K: When charges are placed in a medium other than vacuum, the force decreases. K represents the Dielectric Constant (Relative Permittivity) of the medium.

Real-Life Applications of Electrostatic Force

Coulomb's Law isn't just a theoretical concept restricted to your textbook; it explains numerous everyday phenomena and powers modern technologies.

Photocopiers and Laser Printers: These devices use static electricity to attract ink powder (toner) selectively to paper. Positive charges are placed on the drum where the text should be, which then attracts the negatively charged toner.
Powder Coating: In manufacturing, car parts or appliances are given an electrical charge, while the paint powder is given an opposite charge.
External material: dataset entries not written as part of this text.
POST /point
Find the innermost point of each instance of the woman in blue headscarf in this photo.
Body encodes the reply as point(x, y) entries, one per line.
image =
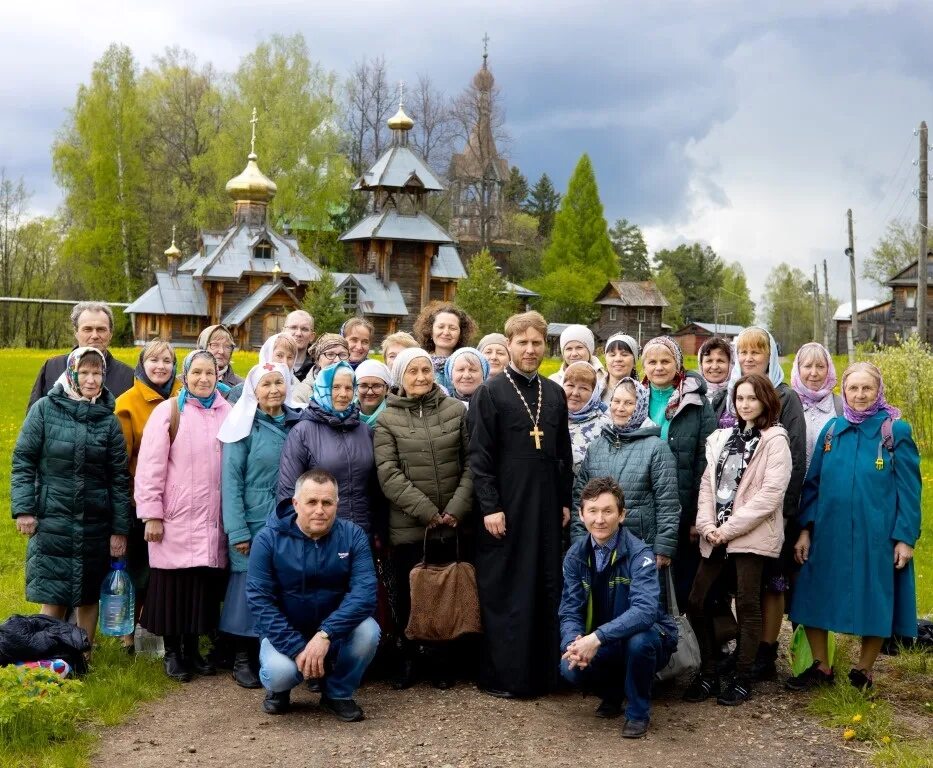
point(330, 435)
point(465, 369)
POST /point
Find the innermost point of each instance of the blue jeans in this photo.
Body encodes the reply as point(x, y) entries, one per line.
point(344, 665)
point(627, 665)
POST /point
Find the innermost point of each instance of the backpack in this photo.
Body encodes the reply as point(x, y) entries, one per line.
point(886, 442)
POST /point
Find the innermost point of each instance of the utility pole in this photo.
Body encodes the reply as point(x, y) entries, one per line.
point(922, 257)
point(853, 318)
point(828, 320)
point(816, 305)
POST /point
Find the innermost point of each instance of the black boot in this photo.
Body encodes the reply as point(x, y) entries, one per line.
point(173, 662)
point(193, 658)
point(765, 665)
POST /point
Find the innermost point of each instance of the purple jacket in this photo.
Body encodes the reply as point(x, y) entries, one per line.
point(179, 483)
point(343, 448)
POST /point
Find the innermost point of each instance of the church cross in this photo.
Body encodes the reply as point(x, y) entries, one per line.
point(537, 434)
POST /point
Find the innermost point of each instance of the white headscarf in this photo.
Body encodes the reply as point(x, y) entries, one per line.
point(402, 362)
point(239, 422)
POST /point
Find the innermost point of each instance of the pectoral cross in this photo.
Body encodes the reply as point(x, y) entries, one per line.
point(537, 434)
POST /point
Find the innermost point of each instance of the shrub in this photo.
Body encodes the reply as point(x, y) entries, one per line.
point(908, 381)
point(38, 707)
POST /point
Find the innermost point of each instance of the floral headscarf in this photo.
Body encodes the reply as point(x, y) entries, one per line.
point(880, 404)
point(641, 407)
point(323, 391)
point(69, 377)
point(595, 404)
point(185, 393)
point(449, 366)
point(807, 396)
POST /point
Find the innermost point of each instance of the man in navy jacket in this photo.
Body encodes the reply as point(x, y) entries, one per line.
point(311, 586)
point(614, 634)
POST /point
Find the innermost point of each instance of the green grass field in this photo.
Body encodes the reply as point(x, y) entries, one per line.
point(116, 684)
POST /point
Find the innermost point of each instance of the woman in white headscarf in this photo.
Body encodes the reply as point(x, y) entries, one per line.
point(278, 348)
point(253, 435)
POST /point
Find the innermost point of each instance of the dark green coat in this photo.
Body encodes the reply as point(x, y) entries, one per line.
point(421, 459)
point(69, 471)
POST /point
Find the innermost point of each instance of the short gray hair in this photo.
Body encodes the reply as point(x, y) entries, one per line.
point(90, 306)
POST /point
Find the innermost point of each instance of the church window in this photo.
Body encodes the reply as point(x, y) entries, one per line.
point(350, 297)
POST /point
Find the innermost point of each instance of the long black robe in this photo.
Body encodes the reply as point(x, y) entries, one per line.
point(519, 575)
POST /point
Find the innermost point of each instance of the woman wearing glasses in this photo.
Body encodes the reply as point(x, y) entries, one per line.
point(330, 348)
point(217, 340)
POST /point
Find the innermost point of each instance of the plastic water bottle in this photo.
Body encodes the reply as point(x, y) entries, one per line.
point(117, 602)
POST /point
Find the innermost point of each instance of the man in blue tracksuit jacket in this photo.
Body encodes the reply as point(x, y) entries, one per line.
point(311, 586)
point(614, 633)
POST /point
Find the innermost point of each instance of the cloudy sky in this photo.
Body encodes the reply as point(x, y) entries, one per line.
point(749, 126)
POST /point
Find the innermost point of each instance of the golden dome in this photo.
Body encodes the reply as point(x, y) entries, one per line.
point(400, 121)
point(252, 184)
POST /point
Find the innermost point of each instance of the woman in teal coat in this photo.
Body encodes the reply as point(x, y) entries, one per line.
point(253, 435)
point(860, 513)
point(70, 490)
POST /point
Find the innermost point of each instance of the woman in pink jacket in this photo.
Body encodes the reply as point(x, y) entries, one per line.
point(178, 496)
point(740, 521)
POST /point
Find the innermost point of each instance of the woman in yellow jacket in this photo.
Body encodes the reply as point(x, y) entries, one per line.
point(153, 382)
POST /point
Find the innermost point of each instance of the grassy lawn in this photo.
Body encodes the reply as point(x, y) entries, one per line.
point(116, 683)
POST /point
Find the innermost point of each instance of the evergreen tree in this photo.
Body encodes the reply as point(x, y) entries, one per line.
point(631, 249)
point(324, 304)
point(788, 307)
point(542, 203)
point(700, 273)
point(516, 189)
point(483, 294)
point(579, 260)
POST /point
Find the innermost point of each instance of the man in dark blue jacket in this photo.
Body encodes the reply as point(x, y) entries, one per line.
point(311, 586)
point(614, 634)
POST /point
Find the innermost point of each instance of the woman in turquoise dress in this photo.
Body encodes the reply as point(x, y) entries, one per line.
point(860, 514)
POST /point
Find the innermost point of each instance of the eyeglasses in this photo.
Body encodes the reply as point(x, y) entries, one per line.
point(373, 389)
point(335, 356)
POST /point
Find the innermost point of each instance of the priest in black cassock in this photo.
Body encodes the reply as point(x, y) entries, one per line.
point(522, 468)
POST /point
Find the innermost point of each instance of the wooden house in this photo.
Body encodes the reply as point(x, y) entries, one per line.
point(629, 307)
point(248, 277)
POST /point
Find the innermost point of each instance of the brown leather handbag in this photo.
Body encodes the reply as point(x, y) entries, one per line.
point(444, 600)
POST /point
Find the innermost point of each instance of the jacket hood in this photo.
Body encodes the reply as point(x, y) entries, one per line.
point(103, 406)
point(431, 398)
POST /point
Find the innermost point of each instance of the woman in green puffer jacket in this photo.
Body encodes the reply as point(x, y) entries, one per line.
point(631, 452)
point(70, 490)
point(421, 458)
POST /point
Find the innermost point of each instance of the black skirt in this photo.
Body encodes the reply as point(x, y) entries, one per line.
point(183, 601)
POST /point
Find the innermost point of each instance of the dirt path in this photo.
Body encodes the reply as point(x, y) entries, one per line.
point(212, 722)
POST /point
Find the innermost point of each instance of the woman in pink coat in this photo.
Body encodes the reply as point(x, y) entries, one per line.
point(178, 496)
point(740, 521)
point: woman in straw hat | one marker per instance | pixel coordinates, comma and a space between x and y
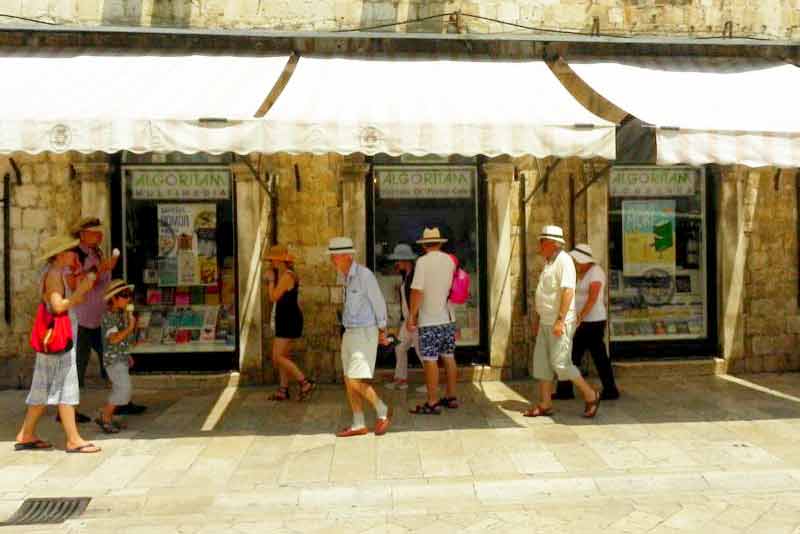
118, 325
55, 376
591, 330
283, 288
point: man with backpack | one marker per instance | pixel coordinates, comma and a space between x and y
430, 312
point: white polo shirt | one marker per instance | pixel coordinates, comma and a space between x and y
598, 311
557, 274
433, 275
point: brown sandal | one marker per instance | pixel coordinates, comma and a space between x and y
307, 388
281, 395
590, 409
538, 411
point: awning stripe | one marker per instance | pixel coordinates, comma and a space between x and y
707, 110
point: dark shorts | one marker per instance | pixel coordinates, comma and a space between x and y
435, 341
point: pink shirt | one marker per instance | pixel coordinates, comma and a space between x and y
90, 311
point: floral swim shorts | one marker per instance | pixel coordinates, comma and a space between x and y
436, 341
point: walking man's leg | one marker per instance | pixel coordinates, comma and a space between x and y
82, 352
96, 338
597, 347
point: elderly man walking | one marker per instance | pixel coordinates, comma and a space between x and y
90, 312
364, 320
554, 325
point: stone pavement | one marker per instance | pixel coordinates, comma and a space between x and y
711, 454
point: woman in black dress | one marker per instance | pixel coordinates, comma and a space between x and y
282, 290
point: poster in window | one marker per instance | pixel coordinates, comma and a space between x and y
648, 242
187, 245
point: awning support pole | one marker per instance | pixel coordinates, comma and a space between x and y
598, 176
543, 182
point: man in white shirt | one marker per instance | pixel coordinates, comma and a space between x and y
430, 312
554, 325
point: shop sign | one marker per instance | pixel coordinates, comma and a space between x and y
648, 233
183, 184
187, 245
653, 182
425, 182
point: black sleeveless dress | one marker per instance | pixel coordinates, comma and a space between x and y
288, 317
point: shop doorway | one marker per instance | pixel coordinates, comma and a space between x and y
178, 242
405, 195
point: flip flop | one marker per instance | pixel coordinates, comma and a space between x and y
82, 449
36, 445
590, 409
538, 411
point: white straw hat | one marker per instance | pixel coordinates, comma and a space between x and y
582, 253
553, 233
431, 235
341, 245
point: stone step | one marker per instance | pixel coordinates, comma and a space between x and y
660, 369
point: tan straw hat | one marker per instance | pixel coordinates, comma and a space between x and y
56, 245
86, 223
279, 253
431, 235
116, 286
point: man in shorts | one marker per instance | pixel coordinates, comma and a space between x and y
554, 325
431, 314
364, 321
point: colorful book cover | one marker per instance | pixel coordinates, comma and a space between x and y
198, 295
154, 296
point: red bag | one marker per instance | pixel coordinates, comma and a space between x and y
51, 333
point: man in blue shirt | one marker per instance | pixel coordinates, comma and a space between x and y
364, 320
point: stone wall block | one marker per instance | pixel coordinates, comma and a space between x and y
26, 196
36, 219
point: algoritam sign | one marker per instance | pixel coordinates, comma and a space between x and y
421, 182
179, 183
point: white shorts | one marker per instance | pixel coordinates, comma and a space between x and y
359, 352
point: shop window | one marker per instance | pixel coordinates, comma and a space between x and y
178, 249
658, 275
407, 198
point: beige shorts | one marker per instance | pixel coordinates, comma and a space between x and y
552, 356
359, 351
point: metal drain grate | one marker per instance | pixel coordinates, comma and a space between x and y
47, 511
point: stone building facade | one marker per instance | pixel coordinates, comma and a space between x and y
771, 19
754, 214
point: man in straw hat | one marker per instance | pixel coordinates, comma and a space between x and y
364, 320
431, 313
590, 305
55, 376
90, 232
554, 325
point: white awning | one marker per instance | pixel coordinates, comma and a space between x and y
142, 103
105, 102
707, 110
433, 107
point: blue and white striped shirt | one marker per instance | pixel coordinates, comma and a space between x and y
364, 304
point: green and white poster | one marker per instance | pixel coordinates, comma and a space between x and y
187, 246
648, 237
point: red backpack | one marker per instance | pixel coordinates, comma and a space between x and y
51, 333
459, 288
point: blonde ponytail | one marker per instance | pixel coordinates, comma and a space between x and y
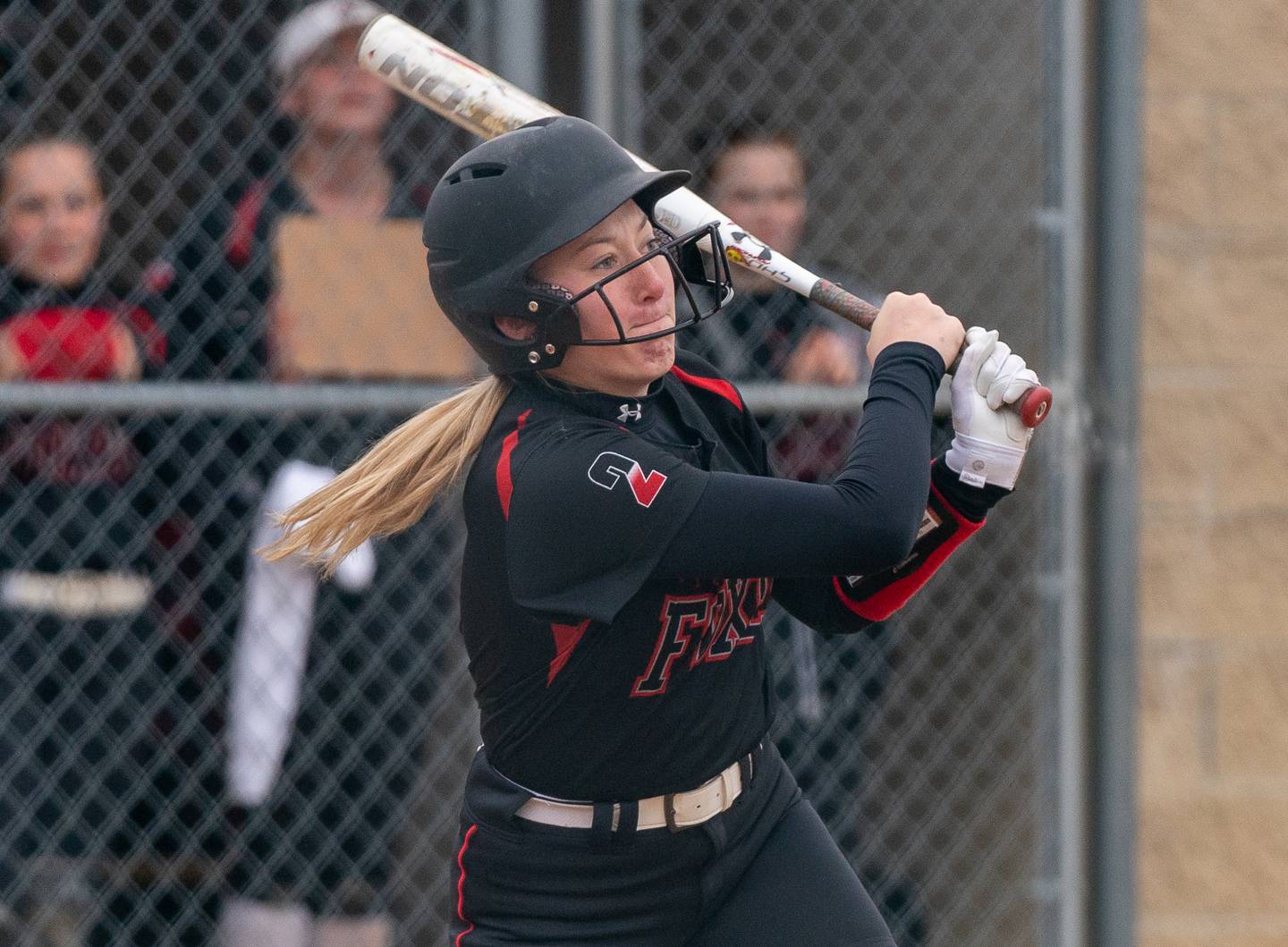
391, 486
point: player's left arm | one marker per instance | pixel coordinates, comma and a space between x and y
979, 468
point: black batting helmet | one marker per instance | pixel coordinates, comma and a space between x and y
517, 198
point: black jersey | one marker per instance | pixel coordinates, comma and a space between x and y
623, 552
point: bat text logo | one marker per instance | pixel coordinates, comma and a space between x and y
609, 469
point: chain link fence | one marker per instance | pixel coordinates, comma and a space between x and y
164, 757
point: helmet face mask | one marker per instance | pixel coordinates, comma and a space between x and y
515, 199
702, 285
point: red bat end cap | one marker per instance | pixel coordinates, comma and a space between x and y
1036, 406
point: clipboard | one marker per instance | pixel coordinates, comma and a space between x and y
353, 300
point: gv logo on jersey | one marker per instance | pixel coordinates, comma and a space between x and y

This ensures an even, durable, and highly efficient coat of paint.
Air Purifiers: Electrostatic precipitators use charged plates to attract and trap dust, smoke, and pollen particles from the air.

🧠 Quick Concept Check

Question: If you double the distance between two charges, what happens to the electrostatic force between them?

Answer: Because the force follows an inverse-square law (1/r²), doubling the distance (2r) squares the denominator, making the force one-fourth (1/4) of its original strength!

Common Misconceptions Among Students

When tackling CBSE numericals, students often fall into a few common traps:

Forgetting to Convert Units: Charges are frequently given in microcoulombs (μC). 1 μC = 10^-6 C. If you plug μC directly into the formula without converting to Coulombs, your answer will be drastically wrong. (Our calculator handles this for you automatically!)
Newton's Third Law Confusion: A common tricky question is: "If a 10 μC charge and a 1 μC charge are separated by distance r, which charge exerts a greater force on the other?" The answer is neither. According to Newton's Third Law and Coulomb's Law, they exert an equal and opposite force on each other.
Using Negative Signs in Magnitudes: The formula calculates the magnitude of the force. The signs of the charges (+ or -) are only used to determine the direction (attractive or repulsive). Do not input negative signs when calculating the raw force magnitude.

Summary

Mastering Coulomb's Law requires a clear understanding of the direct relationship between charge magnitudes and the inverse-square relationship of their distance. By utilizing the Electric Force Calculator above, you can verify your manual calculations, understand step-by-step substitutions, and build confidence in solving complex electrostatics problems for your physics curriculum.